Since that order, new refugee arrivals have trickled to a virtual halt.
As of July 30, the total number of refugees who have been resettled in the United States in FY 2017 is only 50,478, barely above the 50,000 ceiling set by President Trump for FY 2017.
During the first thirty days of July, only 1,223 refugees have been resettled in the United States, according to the State Department’s interactive website. If that trend continues on Monday, the final day of July, it will mark the lowest number of refugees resettled in the United States in any month since December 2001, which was only three months after the terrorist attacks on the World Trade Center in New York.
In its report, Reuters claimed that “The [White House Domestic Policy Council], which reports to U.S. President Donald Trump’s senior adviser for policy Stephen Miller … is adopting a role traditionally handled by National Security Council and State Department officials.”

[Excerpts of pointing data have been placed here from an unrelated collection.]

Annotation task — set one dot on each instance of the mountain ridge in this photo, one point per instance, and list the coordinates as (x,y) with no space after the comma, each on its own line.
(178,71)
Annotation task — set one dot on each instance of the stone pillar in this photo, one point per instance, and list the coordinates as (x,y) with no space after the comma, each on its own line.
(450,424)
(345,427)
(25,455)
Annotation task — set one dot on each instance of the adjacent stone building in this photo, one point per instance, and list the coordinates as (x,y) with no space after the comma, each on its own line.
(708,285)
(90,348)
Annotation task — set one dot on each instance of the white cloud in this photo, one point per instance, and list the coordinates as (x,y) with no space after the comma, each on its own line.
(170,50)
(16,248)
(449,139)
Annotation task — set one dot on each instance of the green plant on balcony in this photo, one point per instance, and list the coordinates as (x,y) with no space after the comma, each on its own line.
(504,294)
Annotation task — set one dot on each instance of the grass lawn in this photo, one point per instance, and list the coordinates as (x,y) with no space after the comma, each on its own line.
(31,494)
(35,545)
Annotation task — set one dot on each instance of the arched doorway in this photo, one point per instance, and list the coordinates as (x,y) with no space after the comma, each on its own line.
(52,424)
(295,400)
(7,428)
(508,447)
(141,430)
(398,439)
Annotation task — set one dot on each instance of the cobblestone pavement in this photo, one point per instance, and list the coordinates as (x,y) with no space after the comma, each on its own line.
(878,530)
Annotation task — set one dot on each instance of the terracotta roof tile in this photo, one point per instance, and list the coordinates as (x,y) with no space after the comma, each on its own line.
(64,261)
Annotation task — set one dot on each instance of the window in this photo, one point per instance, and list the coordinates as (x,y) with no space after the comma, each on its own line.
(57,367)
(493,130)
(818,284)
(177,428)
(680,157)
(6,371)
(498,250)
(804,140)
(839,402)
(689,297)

The shift may strengthen the hand of officials who, like Trump himself, wish to cut the number of refugees resettled in the United States, against foreign policy experts who view the issue through an international humanitarian lens and say taking them in is vital to getting others to keep their borders open.
The bureaucratic maneuver appears to be part of a wider Washington fight over steps that the Trump administration has taken to limit immigration to the United States.
These include two Trump executive orders, both challenged in court, temporarily banning most refugees from entering as well as most visits by citizens of six Muslim-majority nations; an internal debate over the cost of resettling refugees; and a crackdown on illegal immigration.
Critics of the federal refugee resettlement program are hoping that when President Trump announces his presidential determination for the refugee ceiling for FY 2018 in September, he will dramatically cut the number from the 50,000 he set for FY 2017 in Executive Order 13780. Some, like Ann Corcoran of Refugee Resettlement Watch, want President Trump to completely halt the refugee resettlement program in FY 2018, and cut the ceiling to zero.
“This whole refugee controversy has devolved in to a discussion about two issues—the number of refugees we admit and security screening,” Corcoran wrote on Thursday:
What happened to the idea that communities would be informed about refugees arriving in their neighborhoods? What happened to any discussion about the enormous costs of resettling refugees with little education who will be dependent on welfare most likely for life even as they take jobs from low-skilled Americans? What happened to any discussion about massive cultural disruption in some locations? What happened to any discussion about the fact that health screening of refugees seems virtually non-existent with cases of TB and HIV Aids stressing local health departments?
“In short, what happened to any discussion about dumping or reforming the whole UN/US Refugee Admissions Program?” Corcoran concluded.